It is interesting to note that in announcing a single client for all its VPN equipment recently, Cisco also announced that it will introduce a new VPN client for handhelds.
Actually, Cisco is getting the PDA software from Certicom, something that Certicom announced earlier this year when it introduced its movianVPN software. Cisco VPN concentrators will support the client.
This software will allow PDA users to connect to corporate VPNs securely, and demands little enough processing power so the tiny devices don’t slow to a crawl as they send encrypted data across the Internet via an IP tunnel.
Cisco is highlighting this PDA agreement at the same time it is finally trimming back its VPN clients, indicating the importance of this technology. As it tries to whip its VPN lines into shape, Cisco wants users to know that it has an answer for PDAs.

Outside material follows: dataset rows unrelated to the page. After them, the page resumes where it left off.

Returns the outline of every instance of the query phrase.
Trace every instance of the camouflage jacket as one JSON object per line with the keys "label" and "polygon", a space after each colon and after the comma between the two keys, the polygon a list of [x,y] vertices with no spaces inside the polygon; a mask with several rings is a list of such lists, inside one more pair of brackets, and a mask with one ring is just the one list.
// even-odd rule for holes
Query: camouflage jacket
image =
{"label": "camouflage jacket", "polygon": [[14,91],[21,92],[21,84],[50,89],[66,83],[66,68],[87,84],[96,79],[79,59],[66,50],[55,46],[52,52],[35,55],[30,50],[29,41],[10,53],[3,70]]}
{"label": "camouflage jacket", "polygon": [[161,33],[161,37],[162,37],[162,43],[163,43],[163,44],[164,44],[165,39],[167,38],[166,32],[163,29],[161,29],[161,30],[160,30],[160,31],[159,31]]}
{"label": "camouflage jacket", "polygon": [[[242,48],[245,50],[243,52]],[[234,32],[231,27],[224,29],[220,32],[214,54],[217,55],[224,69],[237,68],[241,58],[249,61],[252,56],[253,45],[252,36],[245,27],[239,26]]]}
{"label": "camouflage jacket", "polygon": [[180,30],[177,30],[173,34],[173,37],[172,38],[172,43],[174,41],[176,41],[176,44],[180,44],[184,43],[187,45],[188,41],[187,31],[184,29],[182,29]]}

This makes sense because corporate enterprises are faced with exploding use of these devices and desperately need to find a way to make sure they don’t open enterprises to security threats. The depth of their concern is reflected by the reaction to the Certicom client. Nortel Networks, Check Point and Alcatel have bought into movianVPN, as have Handspring, Novatel Wireless and service provider iPass. Not bad for a product that is less than two months old.
The product is by no means hardened yet, but it is probably worth taking a look at, particularly for corporate users that have VPNs today. Play with it. Run a trial. Get a handle on it today -- because you will inevitably have to deploy it or something like it, and your education can’t start too soon.